Maris Bentley, a pro-life sidewalk counselor who is also a teacher possessing a master’s degree in guidance counseling, wrote this fine op/ed column which (quite surprisingly) was published in the Omaha World-Herald's online edition. It's very good.
Thursday marks the 36th anniversary of the U.S. Supreme Court decision in Roe v. Wade, which legalized abortion in the United States. Since that day in 1973, 50 million Americans have been eradicated, primarily by those among us who should have the highest regard for human life: mothers and medical doctors.
Fifty million is a staggering number. For most of us, it is beyond our ability to comprehend. Fifty million dead would make the Vietnam Memorial Wall 80 miles long instead of 500 feet long. Fifty million gone, and we will never know what they had to offer.
I go weekly to the abortion mill in Bellevue to pray and to speak to those who are going in and out of that place. What I see and hear sickens me.
I see a teenager getting out of a car to throw up. She looks up at me with tears in her eyes as her mother yells at me and at her. They park the car, and the mother takes her daughter in. I see a man, angry and vulgar, escorting a woman in, her eyes downcast. She never looks up, and she never speaks.
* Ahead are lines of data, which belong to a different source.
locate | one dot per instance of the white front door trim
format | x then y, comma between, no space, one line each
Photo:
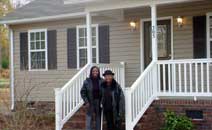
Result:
142,38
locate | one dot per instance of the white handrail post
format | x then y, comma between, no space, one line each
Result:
89,37
58,109
154,32
155,77
123,74
154,45
12,69
128,109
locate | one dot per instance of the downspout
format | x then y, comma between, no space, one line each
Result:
12,69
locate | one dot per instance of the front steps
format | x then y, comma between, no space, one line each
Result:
153,118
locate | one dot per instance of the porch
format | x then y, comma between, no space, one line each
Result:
163,74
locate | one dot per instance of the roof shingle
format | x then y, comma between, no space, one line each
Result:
42,8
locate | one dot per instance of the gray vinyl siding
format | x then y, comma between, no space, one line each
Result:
124,46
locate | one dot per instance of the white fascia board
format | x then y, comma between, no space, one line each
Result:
78,1
42,19
122,4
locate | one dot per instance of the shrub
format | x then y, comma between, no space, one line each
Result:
5,63
177,122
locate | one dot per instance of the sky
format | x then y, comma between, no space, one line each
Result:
22,2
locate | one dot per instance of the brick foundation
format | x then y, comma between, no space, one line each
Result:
153,118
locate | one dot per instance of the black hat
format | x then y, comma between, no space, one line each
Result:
108,72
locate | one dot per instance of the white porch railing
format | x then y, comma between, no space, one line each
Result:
185,77
68,99
167,78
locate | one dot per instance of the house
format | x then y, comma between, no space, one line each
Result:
160,51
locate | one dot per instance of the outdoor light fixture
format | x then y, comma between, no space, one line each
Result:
179,21
133,25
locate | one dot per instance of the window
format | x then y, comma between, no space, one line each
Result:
82,45
209,35
37,49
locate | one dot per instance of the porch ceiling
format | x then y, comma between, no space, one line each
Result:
96,5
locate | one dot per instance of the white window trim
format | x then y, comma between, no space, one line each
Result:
208,35
29,50
97,43
142,62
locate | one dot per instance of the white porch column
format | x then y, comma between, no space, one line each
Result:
154,32
89,37
12,70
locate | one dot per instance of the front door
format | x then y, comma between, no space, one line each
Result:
164,41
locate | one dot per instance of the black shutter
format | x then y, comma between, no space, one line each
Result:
199,36
24,51
72,48
52,49
104,46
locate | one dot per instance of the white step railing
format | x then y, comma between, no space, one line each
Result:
185,77
140,95
167,78
68,99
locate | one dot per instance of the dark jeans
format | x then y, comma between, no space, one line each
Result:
111,123
94,109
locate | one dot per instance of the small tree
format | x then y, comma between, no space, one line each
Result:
177,122
5,7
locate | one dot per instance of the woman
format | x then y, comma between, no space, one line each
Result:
91,95
112,101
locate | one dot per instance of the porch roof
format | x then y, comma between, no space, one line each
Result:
48,10
39,10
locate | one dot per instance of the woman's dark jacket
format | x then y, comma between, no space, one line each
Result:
87,90
118,100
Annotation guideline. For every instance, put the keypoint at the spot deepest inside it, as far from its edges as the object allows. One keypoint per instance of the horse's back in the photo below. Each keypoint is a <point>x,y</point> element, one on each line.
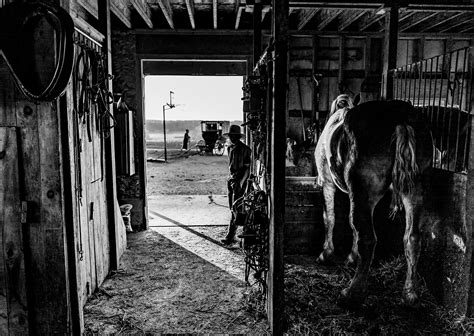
<point>373,123</point>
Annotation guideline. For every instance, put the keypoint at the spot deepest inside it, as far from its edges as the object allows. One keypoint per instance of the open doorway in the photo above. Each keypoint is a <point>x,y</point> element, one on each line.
<point>186,176</point>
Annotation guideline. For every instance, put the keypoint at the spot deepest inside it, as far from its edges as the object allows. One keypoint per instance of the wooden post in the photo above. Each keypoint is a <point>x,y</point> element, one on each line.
<point>315,84</point>
<point>390,50</point>
<point>368,46</point>
<point>340,75</point>
<point>257,31</point>
<point>470,191</point>
<point>277,193</point>
<point>110,175</point>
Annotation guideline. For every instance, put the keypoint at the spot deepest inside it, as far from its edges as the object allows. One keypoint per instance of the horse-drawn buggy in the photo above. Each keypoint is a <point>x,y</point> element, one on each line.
<point>212,133</point>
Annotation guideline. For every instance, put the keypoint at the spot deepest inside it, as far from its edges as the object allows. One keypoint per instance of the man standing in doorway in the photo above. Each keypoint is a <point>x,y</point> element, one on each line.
<point>239,171</point>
I see an affluent, professional couple in an expensive vehicle with a child in a car seat in the back. The attractive, well-dressed woman gets out and reaches in the back to kiss her child before she goes in. The man, who tells me he is her husband, responds to my plea to save the life of his child by telling me it is not human life because there is not sufficient brain development. I encourage him to check the medical textbooks, and he smugly says, “I am a doctor.”
I see a young man who comes out to smoke and who tells me he is not ready to be a father yet. When I reply that it is too late, he is already a father, and I ask, “Why not adoption?” he tells me that he wouldn’t want someone else raising his child. I talk to the workers who tell me that this is a better alternative: These babies are unwanted and would likely be abused, become criminals and burdens to society.
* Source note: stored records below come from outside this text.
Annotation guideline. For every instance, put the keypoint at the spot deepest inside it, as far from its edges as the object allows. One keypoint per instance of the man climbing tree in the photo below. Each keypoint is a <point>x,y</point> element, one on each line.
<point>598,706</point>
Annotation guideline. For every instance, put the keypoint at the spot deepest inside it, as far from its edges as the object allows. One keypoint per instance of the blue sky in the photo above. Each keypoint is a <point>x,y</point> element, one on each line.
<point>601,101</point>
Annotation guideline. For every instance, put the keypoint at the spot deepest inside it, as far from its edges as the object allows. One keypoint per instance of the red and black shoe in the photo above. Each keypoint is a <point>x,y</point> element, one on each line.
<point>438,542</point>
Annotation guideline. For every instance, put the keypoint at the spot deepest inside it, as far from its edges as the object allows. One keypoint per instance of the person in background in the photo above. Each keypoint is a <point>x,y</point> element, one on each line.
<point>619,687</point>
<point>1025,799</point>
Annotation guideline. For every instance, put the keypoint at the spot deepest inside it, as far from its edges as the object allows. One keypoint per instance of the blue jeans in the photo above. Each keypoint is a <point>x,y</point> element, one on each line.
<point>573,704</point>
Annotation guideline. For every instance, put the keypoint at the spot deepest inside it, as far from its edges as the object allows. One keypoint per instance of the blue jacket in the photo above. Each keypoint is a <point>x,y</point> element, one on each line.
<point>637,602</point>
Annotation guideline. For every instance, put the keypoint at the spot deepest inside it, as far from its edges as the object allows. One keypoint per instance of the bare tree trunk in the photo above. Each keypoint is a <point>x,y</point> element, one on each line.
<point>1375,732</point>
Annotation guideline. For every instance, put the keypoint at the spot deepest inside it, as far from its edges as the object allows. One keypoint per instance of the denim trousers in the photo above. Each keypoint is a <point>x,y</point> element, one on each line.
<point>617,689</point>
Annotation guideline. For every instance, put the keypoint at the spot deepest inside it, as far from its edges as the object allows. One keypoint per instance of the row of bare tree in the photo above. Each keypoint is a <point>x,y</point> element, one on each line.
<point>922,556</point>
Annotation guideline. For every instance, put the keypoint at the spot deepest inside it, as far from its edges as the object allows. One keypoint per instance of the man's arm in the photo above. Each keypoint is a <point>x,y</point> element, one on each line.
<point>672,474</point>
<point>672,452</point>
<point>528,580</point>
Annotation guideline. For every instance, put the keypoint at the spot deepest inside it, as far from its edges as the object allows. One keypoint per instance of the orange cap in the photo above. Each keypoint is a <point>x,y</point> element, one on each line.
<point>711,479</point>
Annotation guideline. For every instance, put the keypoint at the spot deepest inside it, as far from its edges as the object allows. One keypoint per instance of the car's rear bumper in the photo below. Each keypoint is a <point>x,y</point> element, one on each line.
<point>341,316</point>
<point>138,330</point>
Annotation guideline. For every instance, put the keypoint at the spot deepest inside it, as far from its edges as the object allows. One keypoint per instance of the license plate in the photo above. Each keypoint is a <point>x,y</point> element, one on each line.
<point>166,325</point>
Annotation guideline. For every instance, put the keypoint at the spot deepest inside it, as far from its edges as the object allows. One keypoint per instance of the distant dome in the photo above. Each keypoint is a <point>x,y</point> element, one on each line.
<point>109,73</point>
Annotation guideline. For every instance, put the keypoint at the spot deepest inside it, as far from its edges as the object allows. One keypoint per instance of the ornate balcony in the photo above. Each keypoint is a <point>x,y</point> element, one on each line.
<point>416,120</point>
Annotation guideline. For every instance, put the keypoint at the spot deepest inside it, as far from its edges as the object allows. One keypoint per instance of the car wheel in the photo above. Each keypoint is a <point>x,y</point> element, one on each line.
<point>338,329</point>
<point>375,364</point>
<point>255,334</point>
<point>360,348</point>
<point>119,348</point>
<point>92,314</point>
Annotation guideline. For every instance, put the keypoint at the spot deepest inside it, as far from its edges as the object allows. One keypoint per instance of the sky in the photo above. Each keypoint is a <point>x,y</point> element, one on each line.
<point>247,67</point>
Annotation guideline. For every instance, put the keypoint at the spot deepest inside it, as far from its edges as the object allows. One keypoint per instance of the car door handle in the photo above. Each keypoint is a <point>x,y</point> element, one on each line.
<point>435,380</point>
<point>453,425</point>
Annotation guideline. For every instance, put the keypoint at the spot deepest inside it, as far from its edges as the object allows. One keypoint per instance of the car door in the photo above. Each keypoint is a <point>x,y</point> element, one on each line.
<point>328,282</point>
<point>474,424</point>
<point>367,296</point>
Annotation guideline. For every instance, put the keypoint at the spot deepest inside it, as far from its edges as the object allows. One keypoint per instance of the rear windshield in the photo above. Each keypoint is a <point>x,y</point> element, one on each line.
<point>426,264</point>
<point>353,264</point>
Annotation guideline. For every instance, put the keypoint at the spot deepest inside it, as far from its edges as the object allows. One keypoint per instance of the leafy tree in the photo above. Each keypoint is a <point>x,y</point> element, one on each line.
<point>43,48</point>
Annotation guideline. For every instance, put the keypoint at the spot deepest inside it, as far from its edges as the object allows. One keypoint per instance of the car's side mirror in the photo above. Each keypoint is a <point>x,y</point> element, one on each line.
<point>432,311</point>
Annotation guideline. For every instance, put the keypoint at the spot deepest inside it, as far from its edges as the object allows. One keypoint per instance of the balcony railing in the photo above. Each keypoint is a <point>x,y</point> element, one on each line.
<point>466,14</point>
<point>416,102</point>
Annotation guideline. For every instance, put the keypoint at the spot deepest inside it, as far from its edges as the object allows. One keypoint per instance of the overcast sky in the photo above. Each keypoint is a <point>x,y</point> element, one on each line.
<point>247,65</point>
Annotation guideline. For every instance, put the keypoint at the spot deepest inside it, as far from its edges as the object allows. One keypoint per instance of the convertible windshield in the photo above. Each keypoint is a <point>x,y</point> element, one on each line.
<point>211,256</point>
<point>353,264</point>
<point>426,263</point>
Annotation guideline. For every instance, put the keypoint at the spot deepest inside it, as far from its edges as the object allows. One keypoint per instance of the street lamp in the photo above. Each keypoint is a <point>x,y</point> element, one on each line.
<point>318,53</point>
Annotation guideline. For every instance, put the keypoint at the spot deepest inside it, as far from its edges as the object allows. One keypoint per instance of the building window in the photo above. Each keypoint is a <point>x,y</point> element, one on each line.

This is the culture of death.
Years ago, when I first heard Pope John Paul II use the term and apply it to our country, I remember feeling surprised — and defensive.
We live in a country that has welcomed millions of immigrants, a country that rallies to protect democracy and freedom throughout the world, a country that sends billions of dollars of relief to the less fortunate. How could anyone think that ours was a culture of death? What I didn’t understand then, I do now.
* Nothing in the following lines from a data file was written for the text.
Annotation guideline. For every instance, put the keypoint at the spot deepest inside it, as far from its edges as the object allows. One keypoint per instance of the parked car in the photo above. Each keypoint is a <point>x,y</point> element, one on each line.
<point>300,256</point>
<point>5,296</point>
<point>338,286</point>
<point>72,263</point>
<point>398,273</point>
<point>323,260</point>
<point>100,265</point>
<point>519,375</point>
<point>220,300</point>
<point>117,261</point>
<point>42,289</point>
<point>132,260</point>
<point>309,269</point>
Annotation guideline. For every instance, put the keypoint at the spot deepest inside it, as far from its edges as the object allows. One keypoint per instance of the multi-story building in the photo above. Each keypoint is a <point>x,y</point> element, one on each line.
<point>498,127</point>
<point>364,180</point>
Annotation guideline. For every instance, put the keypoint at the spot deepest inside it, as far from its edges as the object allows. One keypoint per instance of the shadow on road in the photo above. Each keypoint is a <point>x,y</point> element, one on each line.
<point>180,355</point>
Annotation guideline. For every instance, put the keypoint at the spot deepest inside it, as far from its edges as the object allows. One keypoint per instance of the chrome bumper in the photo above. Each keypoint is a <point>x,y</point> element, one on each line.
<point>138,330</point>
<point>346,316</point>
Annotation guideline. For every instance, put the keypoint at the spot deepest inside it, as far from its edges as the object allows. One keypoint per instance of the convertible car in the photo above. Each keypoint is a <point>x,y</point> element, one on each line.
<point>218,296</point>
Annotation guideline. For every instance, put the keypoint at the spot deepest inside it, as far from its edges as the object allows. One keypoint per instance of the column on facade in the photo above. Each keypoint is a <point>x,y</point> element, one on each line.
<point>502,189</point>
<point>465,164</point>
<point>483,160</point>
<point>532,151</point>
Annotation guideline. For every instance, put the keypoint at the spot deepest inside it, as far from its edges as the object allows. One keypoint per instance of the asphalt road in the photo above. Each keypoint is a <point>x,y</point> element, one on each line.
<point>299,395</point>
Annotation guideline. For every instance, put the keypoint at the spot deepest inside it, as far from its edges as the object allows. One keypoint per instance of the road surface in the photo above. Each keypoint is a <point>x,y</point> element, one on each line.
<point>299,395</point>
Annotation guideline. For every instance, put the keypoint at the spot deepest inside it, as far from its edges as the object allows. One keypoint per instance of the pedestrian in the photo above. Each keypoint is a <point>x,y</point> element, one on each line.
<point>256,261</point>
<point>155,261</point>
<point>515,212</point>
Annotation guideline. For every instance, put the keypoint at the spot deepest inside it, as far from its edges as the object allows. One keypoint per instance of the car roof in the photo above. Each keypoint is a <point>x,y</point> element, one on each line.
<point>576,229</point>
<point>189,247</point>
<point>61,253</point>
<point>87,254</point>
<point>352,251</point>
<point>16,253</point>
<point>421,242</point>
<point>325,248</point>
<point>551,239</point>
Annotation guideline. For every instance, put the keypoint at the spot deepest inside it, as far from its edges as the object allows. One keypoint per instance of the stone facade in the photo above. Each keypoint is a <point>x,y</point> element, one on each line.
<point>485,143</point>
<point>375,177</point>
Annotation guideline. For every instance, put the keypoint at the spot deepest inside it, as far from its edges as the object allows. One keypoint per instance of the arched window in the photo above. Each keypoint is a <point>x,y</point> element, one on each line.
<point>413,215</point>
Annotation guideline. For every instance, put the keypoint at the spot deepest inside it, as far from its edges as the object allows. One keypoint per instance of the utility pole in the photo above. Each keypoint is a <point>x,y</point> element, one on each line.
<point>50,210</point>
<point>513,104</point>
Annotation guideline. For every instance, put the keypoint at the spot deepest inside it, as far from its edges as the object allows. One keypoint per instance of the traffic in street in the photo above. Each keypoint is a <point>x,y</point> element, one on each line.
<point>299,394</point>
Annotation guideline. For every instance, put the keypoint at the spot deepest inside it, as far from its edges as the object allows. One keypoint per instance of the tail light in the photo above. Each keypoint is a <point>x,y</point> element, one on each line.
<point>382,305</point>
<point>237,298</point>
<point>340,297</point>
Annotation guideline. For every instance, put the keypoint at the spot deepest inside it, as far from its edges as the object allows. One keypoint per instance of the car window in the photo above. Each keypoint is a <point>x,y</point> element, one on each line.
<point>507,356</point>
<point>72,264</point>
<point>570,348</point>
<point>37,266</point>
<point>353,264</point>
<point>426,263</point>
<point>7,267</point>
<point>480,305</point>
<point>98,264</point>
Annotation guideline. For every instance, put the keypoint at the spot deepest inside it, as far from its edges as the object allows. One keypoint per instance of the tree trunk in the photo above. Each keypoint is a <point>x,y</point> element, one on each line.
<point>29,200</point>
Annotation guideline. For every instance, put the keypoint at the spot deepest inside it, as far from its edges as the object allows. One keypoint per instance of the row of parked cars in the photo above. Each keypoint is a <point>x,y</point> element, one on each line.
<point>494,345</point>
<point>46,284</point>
Our affluence, our technology, our secularism and our materialism have brought us to this point. We are wealthy and powerful. We can have what we want, when we want it, even if we can’t afford it. We have kicked out God and traditional morality and embraced “whatever makes you happy” relativism.
Can’t have a baby? We’ll make one for you in the laboratory. Don’t want the baby you have? We’ll help you get rid of it at the Planned Parenthood clinic. Want to marry someone of the same sex? We’ll change the laws and reinterpret centuries of prohibitions. Don’t like your hairline or your gender? We’ve got the doctors. Worried about aging and death, suffering from Alzheimer’s or Parkinson’s? Those frozen embryos and aborted fetuses will be put to good use to find a cure. Otherwise, we’ll just mercifully put you out of your misery (when your intake exceeds your output).
This is the culture of death.
Roe v. Wade is both a cause and a symptom of what ails us. Our nation will never rise to previous heights of greatness. Indeed, our beloved country will continue its downward spiral into moral depravity and all that accompanies it as long as we continue to destroy what is truly our most precious natural resource: our children.